Ultrabroad linewidth orange-emitting nanowires LED for high CRI laser-based white lighting and gigahertz communications
Author(s) -
Bilal Janjua,
Tien Khee Ng,
Chao Zhao,
Hassan M. Oubei,
Chao Shen,
Aditya Prabaswara,
Mohd Sharizal Alias,
Abdullah A. Alhamoud,
Abdullah A. Alatawi,
Abdulrahman Albadri,
Ahmed Y. Alyamani,
Munir M. ElDesouki,
Boon S. Ooi
Publication year - 2016
Publication title -
optics express
Language(s) - English
Resource type - Journals
SCImago Journal Rank - 1.394
H-Index - 271
ISSN - 1094-4087
DOI - 10.1364/oe.24.019228
Subject(s) - phosphor , optoelectronics , materials science , color rendering index , light emitting diode , laser linewidth , optics , solid state lighting , color temperature , blue laser , diode , laser , incandescent light bulb , physics
Group-III-nitride laser diode (LD)-based solid-state lighting device has been demonstrated to be droop-free compared to light-emitting diodes (LEDs), and highly energy-efficient compared to that of the traditional incandescent and fluorescent white light systems.

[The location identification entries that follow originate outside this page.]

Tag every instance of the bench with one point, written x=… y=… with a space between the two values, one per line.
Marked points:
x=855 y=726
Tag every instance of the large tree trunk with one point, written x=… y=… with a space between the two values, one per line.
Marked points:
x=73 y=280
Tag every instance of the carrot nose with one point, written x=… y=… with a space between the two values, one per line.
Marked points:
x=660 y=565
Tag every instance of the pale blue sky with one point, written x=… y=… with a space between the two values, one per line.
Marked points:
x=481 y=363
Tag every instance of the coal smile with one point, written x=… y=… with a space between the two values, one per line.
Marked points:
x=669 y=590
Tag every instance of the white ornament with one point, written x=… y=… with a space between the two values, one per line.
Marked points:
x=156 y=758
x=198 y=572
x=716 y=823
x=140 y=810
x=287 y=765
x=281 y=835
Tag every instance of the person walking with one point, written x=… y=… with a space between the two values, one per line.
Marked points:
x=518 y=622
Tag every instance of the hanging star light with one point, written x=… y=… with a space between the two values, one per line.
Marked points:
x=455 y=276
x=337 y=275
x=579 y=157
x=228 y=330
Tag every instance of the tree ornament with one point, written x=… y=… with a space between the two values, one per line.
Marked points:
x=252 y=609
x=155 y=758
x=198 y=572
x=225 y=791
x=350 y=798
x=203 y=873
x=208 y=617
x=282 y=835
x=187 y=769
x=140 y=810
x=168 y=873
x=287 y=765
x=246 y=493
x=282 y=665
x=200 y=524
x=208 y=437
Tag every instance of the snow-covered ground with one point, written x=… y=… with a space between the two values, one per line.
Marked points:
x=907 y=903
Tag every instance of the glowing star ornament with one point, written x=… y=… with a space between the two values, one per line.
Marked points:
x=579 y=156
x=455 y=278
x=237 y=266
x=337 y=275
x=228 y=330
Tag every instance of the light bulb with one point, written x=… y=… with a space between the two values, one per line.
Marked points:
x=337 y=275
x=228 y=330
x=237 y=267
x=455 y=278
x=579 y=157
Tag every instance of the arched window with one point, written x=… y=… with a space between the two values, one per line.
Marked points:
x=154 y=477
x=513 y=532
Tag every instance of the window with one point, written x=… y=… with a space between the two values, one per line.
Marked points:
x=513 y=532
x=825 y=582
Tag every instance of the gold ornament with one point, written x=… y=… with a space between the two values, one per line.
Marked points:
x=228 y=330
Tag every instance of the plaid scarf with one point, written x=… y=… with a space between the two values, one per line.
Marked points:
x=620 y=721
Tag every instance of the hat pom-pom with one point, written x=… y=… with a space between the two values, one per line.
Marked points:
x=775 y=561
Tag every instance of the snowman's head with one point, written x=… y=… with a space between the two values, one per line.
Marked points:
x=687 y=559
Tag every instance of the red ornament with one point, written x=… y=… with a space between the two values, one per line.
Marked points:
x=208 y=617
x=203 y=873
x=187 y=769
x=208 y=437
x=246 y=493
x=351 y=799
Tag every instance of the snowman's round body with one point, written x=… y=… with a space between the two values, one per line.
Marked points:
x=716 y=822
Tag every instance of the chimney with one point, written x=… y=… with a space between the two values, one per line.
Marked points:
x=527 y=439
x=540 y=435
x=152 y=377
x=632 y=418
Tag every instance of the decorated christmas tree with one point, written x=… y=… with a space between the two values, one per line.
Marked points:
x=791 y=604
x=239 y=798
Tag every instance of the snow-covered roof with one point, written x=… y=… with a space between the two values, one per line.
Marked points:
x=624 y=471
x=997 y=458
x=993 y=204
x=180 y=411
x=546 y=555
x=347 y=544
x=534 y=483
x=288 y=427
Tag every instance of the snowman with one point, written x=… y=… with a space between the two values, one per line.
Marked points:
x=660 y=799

The YAG:Ce 3+ phosphor used in LD-based solid-state lighting, however, is associated with rapid degradation issue. An alternate phosphor/LD architecture, which is capable of sustaining high temperature, high power density, while still intensity- and bandwidth-tunable for high color-quality remained unexplored. In this paper, we present for the first time, the proof-of-concept of the generation of high-quality white light using an InGaN-based orange nanowires (NWs) LED grown on silicon, in conjunction with a blue LD, and in place of the compound-phosphor. By changing the relative intensities of the ultrabroad linewidth orange and narrow-linewidth blue components, our LED/LD device architecture achieved correlated color temperature (CCT) ranging from 3000 K to above 6000K with color rendering index (CRI) values reaching 83.1, a value unsurpassed by the YAG-phosphor/blue-LD counterpart. The white-light wireless communications was implemented using the blue LD through on-off keying (OOK) modulation to obtain a data rate of 1.06 Gbps. We therefore achieved the best of both worlds when orange-emitting NWs LED are utilized as "active-phosphor", while blue LD is used for both color mixing and optical wireless communications.